O Laboratório de Segurança Eletrônica, de Comunicações e Cibernética fica no Edifício das Águas, no PTI. “Será uma atuação colaborativa, com uma conexão com todas outras iniciativas do parque”, disse o diretor-presidente da Fundação PTI, Juan Carlos Sotuyo.

A ideia é conciliar o trabalho do LaSEC² com os demais laboratórios do PTI, como o Centro de Estudos Avançados em Segurança de Barragens (Ceasb), o Centro Latino-americano de Tecnologias Abertas (Celtab), o Laboratório de Automação e Simulação de Sistemas Elétricos (Lasse) e o Programa de Inovação em Tecnologia da Informação e Comunicação (Inovatic).

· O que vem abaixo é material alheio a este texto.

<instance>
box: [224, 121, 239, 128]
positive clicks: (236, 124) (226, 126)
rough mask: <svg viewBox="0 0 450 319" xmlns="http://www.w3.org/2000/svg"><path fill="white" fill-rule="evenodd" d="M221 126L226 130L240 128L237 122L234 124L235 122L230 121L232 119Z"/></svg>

Atualmente, estes órgãos comportam mais de 70 pesquisadores. Outros poderão ser contratados pelo sistema de bolsas.

 

Visita

Antes da inauguração, os representantes das instituições parceiras visitaram as instalações. Durante o encontro, o Exército conheceu o projeto do Centro de Estudos Avançados em Proteção de Estruturas Estratégicas (Ceape²), do qual o LaSEC² faz parte.

 

A Itaipu

Com 20 unidades geradoras e 14.000 MW de potência instalada, a Itaipu Binacional é a maior geradora de energia limpa e renovável do planeta e foi responsável, em 2013, pelo abastecimento de 17% de toda a energia consumida pelo Brasil e de 75% do Paraguai. Em 2013, superou o próprio recorde mundial de produção e estabeleceu a marca de 98.630.035 megawatts-hora (98,63 milhões de MWh). Desde 2003, Itaipu tem como missão empresarial “gerar energia elétrica de qualidade, com responsabilidade social e ambiental, impulsionando o desenvolvimento econômico, turístico e tecnológico, sustentável, no Brasil e no Paraguai”. A empresa tem ainda como visão de futuro chegar a 2020 como “a geradora de energia limpa e renovável com o melhor desempenho operativo e as melhores práticas de sustentabilidade do mundo, impulsionando o desenvolvimento sustentável e a integração regional”.